Smart retries with Stripe
|

Implementing Smart Retries with Stripe

Network and connection issues can occur for various reasons, such as timeouts or intermittent server availability. Automatic recovery from network issues plays an important role when integrating with any API. When dealing with financial transactions, it’s vital to handle network issues and other errors gracefully. Stripe recommends implementing smart retry logic, especially for payment declines. In this blog post we’ll build reliable retries with exponential backoff and look at how to prevent charging a customer more than once.

This article is part of a comprehensive series. Be sure to check out the previous post that helps you understand the most common errors and exceptions when handling payments with Stripe.

Disclaimer: I am not affiliated with Stripe. All insights shared in this article are based on my personal experience and opinions.

Table of Contents

Exponential Backoff with Jitter

Suppose you’ve just tried to charge for a purchase and there was a network glitch. Instead of giving up and throwing an error it’s better to retry with a short delay up to a maximum number of attempts. The wait time between these attempts increases exponentially, with an added random jitter to avoid overloading the server.

Here’s an example implementation. To promote good coding practices and create a setup for easy testing let’s have three separate components:

  • A reusable wrapper that allows any business logic be retried with a reasonable number of attempts.
  • A client that communicates with Stripe via an SDK
  • A service that leverages the client and translates Stripe responses into custom model objects.

Creating a Retry Wrapper

The wrapper takes a function as a parameter and executes in in a safe manner. Should the execution fail, the wrapper retries with a short delay number of times.
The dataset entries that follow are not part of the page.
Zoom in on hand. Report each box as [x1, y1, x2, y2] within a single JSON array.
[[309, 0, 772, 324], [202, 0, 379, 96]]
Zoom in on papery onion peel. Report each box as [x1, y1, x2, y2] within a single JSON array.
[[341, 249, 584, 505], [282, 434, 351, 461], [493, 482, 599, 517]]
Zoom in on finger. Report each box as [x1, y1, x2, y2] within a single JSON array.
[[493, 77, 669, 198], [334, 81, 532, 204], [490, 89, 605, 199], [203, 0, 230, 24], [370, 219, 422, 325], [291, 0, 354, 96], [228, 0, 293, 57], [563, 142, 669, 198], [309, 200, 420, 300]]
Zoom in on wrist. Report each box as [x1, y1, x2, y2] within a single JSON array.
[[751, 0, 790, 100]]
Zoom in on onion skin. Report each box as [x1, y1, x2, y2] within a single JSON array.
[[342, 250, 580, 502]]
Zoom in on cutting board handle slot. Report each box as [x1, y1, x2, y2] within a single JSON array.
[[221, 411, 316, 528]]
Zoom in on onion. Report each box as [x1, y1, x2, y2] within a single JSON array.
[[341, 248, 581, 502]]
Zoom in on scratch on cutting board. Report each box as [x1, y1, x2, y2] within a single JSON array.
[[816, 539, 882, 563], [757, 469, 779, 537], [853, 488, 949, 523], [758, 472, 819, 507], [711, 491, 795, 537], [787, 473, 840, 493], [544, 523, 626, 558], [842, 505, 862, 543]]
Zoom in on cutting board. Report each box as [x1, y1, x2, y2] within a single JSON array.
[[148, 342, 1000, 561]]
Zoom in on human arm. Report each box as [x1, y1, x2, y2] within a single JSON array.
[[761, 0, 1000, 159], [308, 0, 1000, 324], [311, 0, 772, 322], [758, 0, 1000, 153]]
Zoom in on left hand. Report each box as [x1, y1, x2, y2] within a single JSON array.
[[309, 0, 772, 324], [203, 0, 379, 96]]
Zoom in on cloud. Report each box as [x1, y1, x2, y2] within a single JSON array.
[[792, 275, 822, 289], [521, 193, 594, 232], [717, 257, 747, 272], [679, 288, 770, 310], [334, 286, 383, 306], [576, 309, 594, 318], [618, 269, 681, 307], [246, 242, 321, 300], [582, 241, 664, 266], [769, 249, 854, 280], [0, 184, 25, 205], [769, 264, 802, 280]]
Eventually the execution either succeeds, or fails with a runtime exception. The retry strategy begins with a brief pause, progressively extending the wait period before each subsequent attempt, optimizing the chance for any intermittent problems to resolve naturally.

public <T> T withRetry(
  int maxRetries, 
  int initialDelay, 
  StripeSupplier<T> supplier
) {
  int attempt = 0;
  try (var scheduler = Executors.newScheduledThreadPool(1)) {
    while (true) {
      try {
        return supplier.get();
      } catch (StripeException e) {
        if (++attempt >= maxRetries) {
          throw new RuntimeException(
            "Operation failed after " + attempt + " attempts"
          );
        }
        long waitTime = calculateDelay(initialDelay, 2.0, attempt, 0.1);
        try {
          scheduler.schedule(() -> 
            System.out.println("Waiting for " + waitTime + " ms"),
            waitTime, TimeUnit.MILLISECONDS
          );
        } catch (RejectedExecutionException ex) {
          throw new RuntimeException("Retry attempt failed", ex);
        }
      }
    }
  }
}

Instead of using Thread.sleep(), I prefer to schedule the task to be executed after a certain delay via ScheduledExecutorService. This is more efficient and provides a more flexible way of managing multiple tasks.

Implementing Exponential Backoff

There are several variables at play:

  • initial delay: The delay for the first retry in milliseconds.
  • factor: The exponential factor by which the delay is multiplied after each attempt.
  • attempt: It ensures a progressively increasing delay.
  • jitter: A factor (between 0 and 1) to calculate the range for the random part of the delay.

Implementation:

private long calculateDelay(
  long initialDelay, 
  double factor, 
  int attempt, 
  double jitter
) {
  // Calculate exponential delay
  long delay = (long) (initialDelay * Math.pow(factor, attempt - 1));

  // Apply jitter
  long jitterValue = (long) (
    delay * jitter * (random.nextDouble() - 0.5) * 2
  );
  return Math.max(0, delay + jitterValue);
}

This method calculates the delay based on the initial delay, the exponential factor, the current attempt count, and the jitter to introduce variability.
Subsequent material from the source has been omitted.